Suppose you are given some rare and lovely jar, or a wee rug, or a rare
old print, or even a quaint old chair from long ago, and build a room
around it. I have some such point of interest in every room I build, and
I think that is why some people like my rooms--they feel, without quite
knowing why, that I have loved them while making them. Now there is a
little sitting-room and bedroom combined in a certain New York house
that I worked out from a pair of Chinese jars. They were the oddest
things, of a sort of blue-green and mauve and mulberry, with flecks of
black, on a cream porcelain ground.
First I found a wee Oriental rug that repeated the colors of the jugs.
This was to go before the hearth. Then I worked out the shell of the
room: the woodwork white, the walls bluish green, the plain carpet a
soft green. I designed the furniture and had it made by a skilful
carpenter, for I could find none that would harmonize with the room.

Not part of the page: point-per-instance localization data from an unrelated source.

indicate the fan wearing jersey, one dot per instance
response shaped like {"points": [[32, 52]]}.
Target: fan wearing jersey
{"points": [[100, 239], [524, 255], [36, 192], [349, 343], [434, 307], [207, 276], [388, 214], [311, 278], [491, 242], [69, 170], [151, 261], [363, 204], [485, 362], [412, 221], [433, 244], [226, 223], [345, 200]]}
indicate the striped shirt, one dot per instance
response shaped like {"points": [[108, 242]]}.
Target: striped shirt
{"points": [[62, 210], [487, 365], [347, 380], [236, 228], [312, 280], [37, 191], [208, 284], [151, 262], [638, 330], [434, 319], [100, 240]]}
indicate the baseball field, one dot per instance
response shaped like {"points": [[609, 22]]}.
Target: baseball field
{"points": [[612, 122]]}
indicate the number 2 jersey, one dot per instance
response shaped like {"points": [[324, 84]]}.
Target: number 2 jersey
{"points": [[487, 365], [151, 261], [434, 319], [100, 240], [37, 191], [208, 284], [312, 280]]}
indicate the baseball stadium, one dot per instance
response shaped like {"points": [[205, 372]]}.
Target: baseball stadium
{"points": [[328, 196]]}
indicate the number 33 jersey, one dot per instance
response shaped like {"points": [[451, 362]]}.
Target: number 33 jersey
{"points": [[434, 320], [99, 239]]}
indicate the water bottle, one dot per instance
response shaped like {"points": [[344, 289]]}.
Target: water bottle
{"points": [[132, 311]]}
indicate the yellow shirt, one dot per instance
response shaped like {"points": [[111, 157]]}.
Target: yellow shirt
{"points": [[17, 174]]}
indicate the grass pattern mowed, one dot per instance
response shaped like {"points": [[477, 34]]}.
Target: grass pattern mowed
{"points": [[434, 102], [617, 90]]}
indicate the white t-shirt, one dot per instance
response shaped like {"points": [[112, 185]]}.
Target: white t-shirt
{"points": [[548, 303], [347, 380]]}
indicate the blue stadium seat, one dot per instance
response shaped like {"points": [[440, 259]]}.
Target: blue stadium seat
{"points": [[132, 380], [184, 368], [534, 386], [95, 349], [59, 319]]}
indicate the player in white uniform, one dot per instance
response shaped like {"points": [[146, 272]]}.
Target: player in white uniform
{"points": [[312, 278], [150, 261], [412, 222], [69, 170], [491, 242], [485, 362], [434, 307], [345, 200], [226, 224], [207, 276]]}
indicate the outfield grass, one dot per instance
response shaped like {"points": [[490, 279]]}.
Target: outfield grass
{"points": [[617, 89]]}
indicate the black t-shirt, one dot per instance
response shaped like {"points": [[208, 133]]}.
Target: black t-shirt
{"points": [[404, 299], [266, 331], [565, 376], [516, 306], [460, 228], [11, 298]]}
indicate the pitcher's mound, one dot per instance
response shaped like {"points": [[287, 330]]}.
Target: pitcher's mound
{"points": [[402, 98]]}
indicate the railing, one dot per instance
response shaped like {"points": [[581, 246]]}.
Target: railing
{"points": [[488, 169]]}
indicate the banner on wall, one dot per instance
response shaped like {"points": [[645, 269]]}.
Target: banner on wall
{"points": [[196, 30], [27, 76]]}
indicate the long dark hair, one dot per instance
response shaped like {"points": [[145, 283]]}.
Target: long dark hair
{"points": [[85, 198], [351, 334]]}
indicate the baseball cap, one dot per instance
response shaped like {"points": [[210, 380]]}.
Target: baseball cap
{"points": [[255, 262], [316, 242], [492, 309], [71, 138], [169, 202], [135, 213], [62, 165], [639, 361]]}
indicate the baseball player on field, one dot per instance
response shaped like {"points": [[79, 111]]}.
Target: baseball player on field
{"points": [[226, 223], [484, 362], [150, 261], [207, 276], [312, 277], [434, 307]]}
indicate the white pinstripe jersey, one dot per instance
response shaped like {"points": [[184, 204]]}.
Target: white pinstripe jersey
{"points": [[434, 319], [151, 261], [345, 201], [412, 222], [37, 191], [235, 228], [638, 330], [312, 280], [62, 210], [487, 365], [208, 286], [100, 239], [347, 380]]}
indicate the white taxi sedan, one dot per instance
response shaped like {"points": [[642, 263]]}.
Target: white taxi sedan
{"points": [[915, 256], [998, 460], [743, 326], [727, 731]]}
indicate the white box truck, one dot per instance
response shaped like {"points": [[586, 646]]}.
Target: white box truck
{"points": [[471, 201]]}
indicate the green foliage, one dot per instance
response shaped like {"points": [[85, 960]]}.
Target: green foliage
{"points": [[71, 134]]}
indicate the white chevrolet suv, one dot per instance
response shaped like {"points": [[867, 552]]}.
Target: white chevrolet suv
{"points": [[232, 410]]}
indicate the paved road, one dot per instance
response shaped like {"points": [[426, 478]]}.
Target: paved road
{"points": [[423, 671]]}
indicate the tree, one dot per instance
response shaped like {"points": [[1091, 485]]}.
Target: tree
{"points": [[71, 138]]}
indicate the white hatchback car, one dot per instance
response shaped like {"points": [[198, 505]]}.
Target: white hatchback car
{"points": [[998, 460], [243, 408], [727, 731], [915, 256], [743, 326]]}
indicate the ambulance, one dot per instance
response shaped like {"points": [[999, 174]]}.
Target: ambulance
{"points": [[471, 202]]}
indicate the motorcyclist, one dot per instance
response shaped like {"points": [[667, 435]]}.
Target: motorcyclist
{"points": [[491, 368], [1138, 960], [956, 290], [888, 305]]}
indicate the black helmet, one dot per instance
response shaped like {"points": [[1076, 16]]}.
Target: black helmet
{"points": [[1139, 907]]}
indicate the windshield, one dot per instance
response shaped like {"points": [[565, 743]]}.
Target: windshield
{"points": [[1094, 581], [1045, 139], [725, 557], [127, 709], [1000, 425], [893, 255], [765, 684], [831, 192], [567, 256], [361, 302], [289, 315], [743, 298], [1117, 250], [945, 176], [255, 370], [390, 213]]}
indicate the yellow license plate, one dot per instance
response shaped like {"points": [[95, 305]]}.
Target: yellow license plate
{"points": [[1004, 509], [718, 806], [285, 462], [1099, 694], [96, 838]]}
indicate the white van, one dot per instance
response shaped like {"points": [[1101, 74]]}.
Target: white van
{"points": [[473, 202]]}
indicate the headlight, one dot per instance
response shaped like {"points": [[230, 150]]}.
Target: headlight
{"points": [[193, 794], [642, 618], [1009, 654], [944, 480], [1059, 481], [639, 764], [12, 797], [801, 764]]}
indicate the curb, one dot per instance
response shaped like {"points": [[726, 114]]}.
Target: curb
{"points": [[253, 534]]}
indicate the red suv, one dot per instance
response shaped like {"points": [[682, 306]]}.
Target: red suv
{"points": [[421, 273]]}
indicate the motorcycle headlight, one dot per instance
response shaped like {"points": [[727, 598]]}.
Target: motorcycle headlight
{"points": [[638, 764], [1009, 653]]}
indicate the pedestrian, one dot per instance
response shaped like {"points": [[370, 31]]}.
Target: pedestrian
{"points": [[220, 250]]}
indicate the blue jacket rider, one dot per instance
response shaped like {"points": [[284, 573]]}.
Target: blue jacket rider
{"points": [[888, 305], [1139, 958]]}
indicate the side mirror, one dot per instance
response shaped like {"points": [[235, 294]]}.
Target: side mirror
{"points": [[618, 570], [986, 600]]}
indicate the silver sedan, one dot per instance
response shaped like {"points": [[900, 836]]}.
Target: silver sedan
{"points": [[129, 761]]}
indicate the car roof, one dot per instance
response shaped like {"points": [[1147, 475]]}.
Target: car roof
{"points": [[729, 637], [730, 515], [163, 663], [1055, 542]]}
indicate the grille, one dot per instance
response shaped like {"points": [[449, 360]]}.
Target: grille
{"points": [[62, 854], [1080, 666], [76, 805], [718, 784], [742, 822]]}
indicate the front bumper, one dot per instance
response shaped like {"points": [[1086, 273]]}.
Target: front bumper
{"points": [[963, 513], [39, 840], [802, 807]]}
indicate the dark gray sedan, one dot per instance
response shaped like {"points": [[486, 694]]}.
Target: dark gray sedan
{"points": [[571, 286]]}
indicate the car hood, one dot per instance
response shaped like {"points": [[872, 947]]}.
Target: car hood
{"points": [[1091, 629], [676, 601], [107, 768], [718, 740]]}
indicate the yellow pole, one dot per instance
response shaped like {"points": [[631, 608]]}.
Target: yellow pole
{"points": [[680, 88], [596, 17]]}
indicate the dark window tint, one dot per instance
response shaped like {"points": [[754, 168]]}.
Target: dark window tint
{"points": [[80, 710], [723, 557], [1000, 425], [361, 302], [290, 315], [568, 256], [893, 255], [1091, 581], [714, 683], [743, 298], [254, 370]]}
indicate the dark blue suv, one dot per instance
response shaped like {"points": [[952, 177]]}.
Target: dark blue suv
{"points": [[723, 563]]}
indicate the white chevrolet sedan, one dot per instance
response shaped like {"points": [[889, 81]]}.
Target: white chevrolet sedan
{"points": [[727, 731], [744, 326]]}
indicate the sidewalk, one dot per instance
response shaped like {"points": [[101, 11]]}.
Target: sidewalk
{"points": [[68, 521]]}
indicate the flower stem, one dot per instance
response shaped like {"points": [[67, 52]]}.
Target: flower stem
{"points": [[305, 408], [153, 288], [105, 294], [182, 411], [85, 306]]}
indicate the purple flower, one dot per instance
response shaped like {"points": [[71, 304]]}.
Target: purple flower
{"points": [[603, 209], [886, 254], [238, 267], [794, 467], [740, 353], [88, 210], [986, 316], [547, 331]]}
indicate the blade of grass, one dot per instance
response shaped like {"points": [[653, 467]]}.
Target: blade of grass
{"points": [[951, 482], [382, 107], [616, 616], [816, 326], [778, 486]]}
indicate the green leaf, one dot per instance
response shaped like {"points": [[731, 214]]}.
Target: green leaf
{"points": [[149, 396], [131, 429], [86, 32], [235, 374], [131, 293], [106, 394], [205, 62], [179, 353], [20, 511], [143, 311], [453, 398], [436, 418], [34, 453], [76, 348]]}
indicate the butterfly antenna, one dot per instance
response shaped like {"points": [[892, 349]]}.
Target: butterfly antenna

The day bed which is forty-two inches wide, is built like a wide roomy
sofa. One would never suspect it of being a plain bed. Still it makes no
pretensions to anything else, for it has the best of springs and the
most comfortable of mattresses, and a dozen soft pillows. The bed is of
wood and is painted a soft green, with a dark-green line running all
around, and little painted festoons of flowers in decoration.